# R28 : Rebalancing

V4, P30~31 On the top of P30, it is said : portfolio rebalancing is required to keep the portfolio DURATION syncronized with the horizon date. Then in 4.1.1.5 and Example 6 & 7, the rebalancing of the “DOLLAR DURATION” is introduced. My questions : Which shall be rebalance ? DURATION or DOLLAR DURATION ? How to rebalance the DURATION (not introduced in the text) ? In example 7, what does it mean by : We choose to rebalace using the existing security proportions of “one-third each” ?

Simple duration based rebalancing does not cover the effect of market price changes on the portfolio risk . Dollar duration which measures the PVBP gives us the effect of moving to a different point-in-time to current prices.

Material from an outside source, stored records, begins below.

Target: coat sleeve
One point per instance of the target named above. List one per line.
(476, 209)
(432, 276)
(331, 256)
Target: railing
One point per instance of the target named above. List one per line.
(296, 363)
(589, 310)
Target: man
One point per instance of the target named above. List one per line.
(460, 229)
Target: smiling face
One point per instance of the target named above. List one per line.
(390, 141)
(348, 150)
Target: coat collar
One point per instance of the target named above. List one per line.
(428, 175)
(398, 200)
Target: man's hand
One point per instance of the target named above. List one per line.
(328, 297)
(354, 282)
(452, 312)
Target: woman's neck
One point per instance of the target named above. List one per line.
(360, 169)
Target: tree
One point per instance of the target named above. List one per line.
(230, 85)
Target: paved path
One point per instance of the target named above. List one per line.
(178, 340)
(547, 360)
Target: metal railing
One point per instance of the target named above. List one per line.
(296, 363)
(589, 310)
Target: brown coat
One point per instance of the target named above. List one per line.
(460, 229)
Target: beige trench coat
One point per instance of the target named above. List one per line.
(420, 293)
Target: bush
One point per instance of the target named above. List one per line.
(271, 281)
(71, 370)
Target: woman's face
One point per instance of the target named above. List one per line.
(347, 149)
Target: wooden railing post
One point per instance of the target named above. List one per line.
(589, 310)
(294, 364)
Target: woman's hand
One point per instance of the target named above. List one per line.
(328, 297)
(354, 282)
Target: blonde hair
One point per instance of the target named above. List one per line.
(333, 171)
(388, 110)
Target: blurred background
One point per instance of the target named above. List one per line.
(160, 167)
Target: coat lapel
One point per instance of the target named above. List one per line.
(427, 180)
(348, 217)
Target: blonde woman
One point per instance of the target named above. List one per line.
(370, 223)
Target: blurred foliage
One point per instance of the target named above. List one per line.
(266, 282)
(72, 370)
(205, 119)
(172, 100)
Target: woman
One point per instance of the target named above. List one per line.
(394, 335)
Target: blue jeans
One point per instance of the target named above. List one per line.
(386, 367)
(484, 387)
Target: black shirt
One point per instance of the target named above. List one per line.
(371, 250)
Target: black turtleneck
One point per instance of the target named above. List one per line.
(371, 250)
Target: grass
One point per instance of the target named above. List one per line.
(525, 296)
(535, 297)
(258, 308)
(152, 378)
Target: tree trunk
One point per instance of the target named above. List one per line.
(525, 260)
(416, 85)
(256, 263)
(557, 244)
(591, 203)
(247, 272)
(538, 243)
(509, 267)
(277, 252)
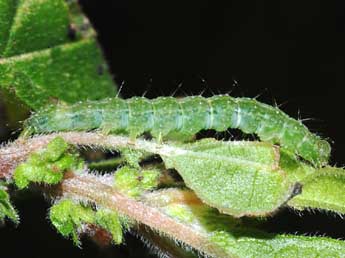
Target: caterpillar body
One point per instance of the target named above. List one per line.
(168, 117)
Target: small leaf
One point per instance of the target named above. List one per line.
(6, 208)
(41, 62)
(47, 166)
(68, 217)
(323, 190)
(238, 178)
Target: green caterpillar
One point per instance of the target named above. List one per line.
(172, 118)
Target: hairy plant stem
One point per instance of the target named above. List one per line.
(88, 188)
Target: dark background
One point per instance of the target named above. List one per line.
(288, 52)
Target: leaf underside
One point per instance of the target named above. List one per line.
(48, 53)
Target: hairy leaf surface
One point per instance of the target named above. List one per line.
(46, 55)
(238, 178)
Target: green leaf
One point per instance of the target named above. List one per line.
(6, 208)
(223, 236)
(41, 63)
(238, 178)
(325, 189)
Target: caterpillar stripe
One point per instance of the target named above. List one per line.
(167, 117)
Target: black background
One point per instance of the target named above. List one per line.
(288, 52)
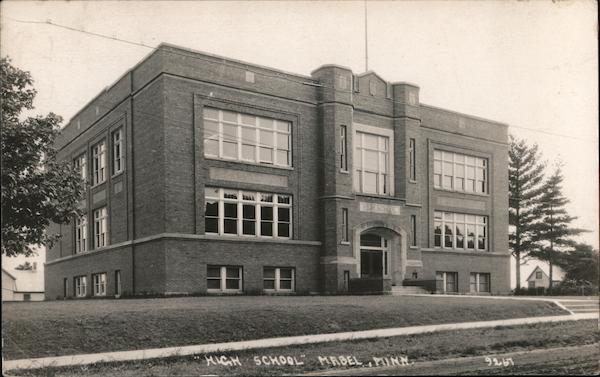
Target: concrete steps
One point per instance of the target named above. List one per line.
(408, 290)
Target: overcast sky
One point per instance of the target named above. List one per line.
(530, 64)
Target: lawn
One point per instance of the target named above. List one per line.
(39, 329)
(417, 348)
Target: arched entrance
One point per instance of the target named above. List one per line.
(374, 256)
(380, 251)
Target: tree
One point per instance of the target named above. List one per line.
(36, 188)
(552, 233)
(580, 264)
(525, 179)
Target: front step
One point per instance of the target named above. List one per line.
(408, 290)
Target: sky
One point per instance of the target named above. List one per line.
(530, 64)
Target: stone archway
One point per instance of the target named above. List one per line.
(397, 246)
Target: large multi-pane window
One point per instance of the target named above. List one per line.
(446, 282)
(413, 228)
(480, 282)
(459, 172)
(345, 225)
(460, 231)
(99, 281)
(118, 155)
(278, 279)
(80, 164)
(80, 286)
(98, 163)
(118, 283)
(247, 213)
(224, 279)
(343, 148)
(371, 164)
(100, 228)
(81, 234)
(244, 137)
(412, 157)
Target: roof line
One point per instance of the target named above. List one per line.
(465, 115)
(9, 274)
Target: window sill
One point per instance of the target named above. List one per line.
(97, 185)
(282, 167)
(224, 292)
(486, 195)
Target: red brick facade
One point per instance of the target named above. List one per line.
(156, 223)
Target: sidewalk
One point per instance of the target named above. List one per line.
(84, 359)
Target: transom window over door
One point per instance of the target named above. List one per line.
(459, 172)
(374, 256)
(372, 163)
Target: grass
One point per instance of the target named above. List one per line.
(70, 327)
(418, 348)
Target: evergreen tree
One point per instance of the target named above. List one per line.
(36, 188)
(553, 231)
(525, 175)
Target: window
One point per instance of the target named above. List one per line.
(412, 160)
(242, 137)
(538, 275)
(100, 229)
(81, 234)
(118, 283)
(413, 227)
(343, 149)
(80, 286)
(98, 163)
(277, 279)
(80, 164)
(224, 279)
(99, 281)
(459, 231)
(459, 172)
(247, 213)
(371, 164)
(446, 281)
(118, 155)
(345, 235)
(480, 282)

Duration is , after all , a forward looking estimate while the portfolio value ( based on current prices) , is a present value term. The two in combination gives you a measure of risk of prices and duration both changing at the same time.

You would want to manage duration. In order to do that, in general, you should calculate dollar duration, then calculate which amount of dollar duration should be adjusted and then perform that adjustment either using all or some existing instruments in the portfolio or use some other instruments. For example, you have a portfolio with market value of \$100 million with duration of 30. If you want to reduce duration to 25 using futures contracts with market value of \$300,000 and duration of 10 each, then dollar duration would need to be calculated to find out the number of futures contracts that need to be sold.

Shall we balance both DURATION and DOLLAR DURATION ? Can we balance both DURATION and DOLLAR DURATION at same time ?

If we define duration as % change in portfolio value for 100 bps change in interest rate, than rebalancing the dollar duration is the same as rebalancing the duration. My opinion only.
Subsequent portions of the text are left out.